Washington’s decision to attend the 65th anniversary event on Friday has been welcomed by Japan’s government, but has generated complex feelings among some Japanese who see the bombing as unjustified and want the United States to apologize.
“Americans think that the bombing was reasonable because it speeded up the end of the war. They try to see it in a positive way,” Naomi Sawa, a 69-year-old former teacher, said after paying her respects to the dead. “But we were devastated.”
About 140,000 people were killed or died within months when an American B-29 bombed Hiroshima on Aug. 6, 1945. Three days later, about 80,000 people died after the United States attacked Nagasaki. Japan surrendered on Aug. 15, ending World War II.
Concerns that attending the ceremony — an emotional event beginning with the offering of water to the dead and the ringing of a bell to soothe their souls — would reopen old wounds had until this year kept the US away.
Former President Jimmy Carter visited Hiroshima’s Peace Museum in 1984, after he was out of office. The highest-ranking American to visit while in office is House Speaker Nancy Pelosi, who went in 2008. Neither went for the annual memorial.
But to gain wider attendance, Hiroshima has taken great pains to ensure that the memorial will be a forward-looking event, a key to getting Washington to participate. Japanese officials said it is important to use the anniversary as a chance to push nuclear disarmament, not revisit history. That message appears to have resonated.
Friday’s memorial is to be the largest gathering yet, with representatives from 75 countries and United Nations Secretary-General Ban Ki-moon. John Roos, the ambassador to Japan, will represent the US French and British dignitaries were to join for the first time as well.
The presence of the US has been hailed by officials in Hiroshima and Tokyo as a breakthrough and a sign of President Barack Obama’s desire to push ahead with his ambitious goal of creating a world without nuclear weapons.

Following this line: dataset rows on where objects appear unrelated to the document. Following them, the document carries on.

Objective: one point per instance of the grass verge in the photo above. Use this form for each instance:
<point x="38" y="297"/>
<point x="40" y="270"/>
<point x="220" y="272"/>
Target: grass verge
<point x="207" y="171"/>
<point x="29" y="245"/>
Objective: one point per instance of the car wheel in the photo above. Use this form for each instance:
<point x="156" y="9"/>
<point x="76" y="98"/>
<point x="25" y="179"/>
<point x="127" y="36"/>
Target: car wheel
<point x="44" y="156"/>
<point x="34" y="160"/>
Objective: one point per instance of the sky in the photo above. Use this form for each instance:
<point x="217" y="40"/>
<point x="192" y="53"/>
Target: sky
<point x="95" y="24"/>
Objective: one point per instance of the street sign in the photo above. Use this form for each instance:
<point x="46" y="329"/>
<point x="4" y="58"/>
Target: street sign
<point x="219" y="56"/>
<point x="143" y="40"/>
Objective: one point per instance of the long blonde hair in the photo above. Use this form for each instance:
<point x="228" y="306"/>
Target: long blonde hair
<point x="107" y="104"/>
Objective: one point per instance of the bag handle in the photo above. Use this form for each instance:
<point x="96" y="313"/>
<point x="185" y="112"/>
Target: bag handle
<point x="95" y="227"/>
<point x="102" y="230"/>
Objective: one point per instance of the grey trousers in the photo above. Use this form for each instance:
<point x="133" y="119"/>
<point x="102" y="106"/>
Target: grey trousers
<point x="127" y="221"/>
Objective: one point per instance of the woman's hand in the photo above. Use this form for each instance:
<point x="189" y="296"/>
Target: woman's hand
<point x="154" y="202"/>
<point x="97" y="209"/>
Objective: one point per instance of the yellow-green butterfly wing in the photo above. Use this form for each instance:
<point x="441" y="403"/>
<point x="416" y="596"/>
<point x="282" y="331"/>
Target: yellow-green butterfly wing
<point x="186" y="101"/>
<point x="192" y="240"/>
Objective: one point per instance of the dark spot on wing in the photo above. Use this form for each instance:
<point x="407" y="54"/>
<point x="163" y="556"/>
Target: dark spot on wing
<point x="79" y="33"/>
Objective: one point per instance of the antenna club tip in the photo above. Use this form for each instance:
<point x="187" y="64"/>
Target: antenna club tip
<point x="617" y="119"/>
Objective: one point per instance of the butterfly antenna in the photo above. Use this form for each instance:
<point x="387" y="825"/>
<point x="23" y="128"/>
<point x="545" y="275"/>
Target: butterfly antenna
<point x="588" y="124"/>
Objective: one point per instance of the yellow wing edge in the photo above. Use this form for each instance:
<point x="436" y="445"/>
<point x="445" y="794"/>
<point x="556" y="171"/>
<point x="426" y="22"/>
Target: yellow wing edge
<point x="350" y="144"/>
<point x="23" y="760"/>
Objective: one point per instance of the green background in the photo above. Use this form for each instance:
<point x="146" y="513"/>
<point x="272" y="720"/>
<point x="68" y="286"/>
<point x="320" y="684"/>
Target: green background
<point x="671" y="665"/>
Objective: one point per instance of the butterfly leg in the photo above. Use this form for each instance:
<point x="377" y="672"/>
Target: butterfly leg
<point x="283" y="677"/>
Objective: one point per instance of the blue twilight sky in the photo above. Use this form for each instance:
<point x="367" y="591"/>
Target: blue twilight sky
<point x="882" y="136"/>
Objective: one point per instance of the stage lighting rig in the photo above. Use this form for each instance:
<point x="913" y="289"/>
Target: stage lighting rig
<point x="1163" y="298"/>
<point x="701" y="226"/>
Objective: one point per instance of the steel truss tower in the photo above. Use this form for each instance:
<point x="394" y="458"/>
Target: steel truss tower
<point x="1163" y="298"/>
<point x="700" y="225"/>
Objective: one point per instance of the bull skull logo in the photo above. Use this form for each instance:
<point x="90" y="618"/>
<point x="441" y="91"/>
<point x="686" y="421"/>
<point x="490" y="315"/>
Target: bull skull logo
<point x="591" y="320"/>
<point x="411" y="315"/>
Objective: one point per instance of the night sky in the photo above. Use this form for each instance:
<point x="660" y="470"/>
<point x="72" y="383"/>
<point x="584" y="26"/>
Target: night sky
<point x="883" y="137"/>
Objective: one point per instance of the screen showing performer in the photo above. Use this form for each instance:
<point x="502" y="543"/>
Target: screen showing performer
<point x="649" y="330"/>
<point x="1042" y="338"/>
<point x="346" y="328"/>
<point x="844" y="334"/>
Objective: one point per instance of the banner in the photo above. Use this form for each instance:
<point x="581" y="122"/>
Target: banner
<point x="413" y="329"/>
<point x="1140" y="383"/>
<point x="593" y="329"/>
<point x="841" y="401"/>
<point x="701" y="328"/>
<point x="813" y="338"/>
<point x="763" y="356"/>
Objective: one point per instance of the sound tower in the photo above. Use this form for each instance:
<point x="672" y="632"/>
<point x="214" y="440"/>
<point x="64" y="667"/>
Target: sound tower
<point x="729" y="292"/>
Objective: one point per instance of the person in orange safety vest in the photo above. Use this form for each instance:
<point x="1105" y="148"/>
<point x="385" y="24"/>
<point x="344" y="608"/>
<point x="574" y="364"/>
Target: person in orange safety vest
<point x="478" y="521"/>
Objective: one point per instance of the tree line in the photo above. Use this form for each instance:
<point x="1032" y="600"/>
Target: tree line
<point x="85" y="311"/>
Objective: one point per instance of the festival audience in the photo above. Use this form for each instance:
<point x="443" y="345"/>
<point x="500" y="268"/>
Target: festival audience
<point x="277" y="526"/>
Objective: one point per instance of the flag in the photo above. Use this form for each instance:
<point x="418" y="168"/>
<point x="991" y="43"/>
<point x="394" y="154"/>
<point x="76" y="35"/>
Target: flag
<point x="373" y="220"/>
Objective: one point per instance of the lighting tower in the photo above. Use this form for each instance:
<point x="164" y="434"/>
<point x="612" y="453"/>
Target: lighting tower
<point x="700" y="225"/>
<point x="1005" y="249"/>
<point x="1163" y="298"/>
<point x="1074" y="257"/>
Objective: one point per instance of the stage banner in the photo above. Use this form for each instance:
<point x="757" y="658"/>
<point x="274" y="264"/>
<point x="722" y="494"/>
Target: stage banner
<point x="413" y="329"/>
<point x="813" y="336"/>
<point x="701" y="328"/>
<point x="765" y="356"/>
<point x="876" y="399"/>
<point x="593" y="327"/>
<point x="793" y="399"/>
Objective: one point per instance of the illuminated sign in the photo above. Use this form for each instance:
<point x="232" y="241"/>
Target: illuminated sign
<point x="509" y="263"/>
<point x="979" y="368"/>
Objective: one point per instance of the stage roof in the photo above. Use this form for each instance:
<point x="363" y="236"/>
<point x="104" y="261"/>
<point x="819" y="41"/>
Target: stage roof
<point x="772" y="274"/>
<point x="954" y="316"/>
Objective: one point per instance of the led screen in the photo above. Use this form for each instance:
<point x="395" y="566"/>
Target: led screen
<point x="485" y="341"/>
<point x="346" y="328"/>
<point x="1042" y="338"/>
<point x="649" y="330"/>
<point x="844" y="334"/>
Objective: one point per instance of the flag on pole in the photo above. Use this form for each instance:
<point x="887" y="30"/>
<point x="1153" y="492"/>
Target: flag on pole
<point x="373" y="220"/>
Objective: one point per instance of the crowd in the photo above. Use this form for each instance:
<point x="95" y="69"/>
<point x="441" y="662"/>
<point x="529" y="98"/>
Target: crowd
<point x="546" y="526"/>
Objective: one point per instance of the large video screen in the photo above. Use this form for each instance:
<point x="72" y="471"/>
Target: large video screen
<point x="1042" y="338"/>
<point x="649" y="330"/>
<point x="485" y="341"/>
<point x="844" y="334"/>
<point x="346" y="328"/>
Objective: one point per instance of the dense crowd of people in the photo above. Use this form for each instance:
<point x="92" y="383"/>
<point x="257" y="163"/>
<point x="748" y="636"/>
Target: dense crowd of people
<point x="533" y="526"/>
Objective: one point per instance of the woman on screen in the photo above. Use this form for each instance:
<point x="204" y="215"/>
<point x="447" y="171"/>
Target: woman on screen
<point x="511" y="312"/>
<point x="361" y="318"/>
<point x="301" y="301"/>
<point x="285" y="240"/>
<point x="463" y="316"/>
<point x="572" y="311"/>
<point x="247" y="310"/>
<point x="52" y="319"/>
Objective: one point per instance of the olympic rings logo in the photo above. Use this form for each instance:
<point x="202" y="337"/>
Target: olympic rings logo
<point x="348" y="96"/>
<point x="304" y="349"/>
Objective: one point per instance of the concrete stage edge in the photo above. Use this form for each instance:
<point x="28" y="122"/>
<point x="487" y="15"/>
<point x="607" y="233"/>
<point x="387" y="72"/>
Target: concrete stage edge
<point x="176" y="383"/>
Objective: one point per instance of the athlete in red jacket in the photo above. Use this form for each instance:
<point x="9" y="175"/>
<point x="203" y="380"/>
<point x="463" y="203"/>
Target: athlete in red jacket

“We believe the attendance of the nuclear powers will bolster a global desire to abolish nuclear weapons,” Hiroshima Mayor Tadatoshi Akiba said in a statement.
Ban, who visited Nagasaki on Thursday before arriving in Hiroshima, said this year’s memorial will send a strong signal to the world that nuclear weapons must be destroyed.
“The only way to ensure that such weapons will never again be used is to eliminate them all,” he said. “There must be no place in our world for such indiscriminate weapons.”
Hiroshima has invited Obama to visit the city, and he has expressed interest in doing so at some point while he is in office. But such a visit would be highly controversial.
At Hiroshima’s Peace Memorial Park, some visitors expressed concerns that Japan’s view of the bombing — seen by many as excessive use of deadly force — still remains at odds with America’s.
Katsuko Nishibe, a 61-year-old peace activist, said she welcomed the decision to send Roos, but added that she thought it was dangerous to think that the bombing of Hiroshima was justified.
“I don’t think it was necessary,” she said. “We have a very different interpretation of history. But we can disagree about history and still agree that peace is what is important. That is the real lesson of Hiroshima.”
Jerry Wohlgemuth, a 23-year-old college student from Great Meadows, New Jersey, said he supported the decision to send a representative from the US “It shows how much progress we’ve made as a country,” he said. But he said he thought the bombing was unavoidable. “Just imagining sending Marines to Japan’s mainland and having to take Tokyo — millions would have died. It might not have even been possible. World War II was total war.”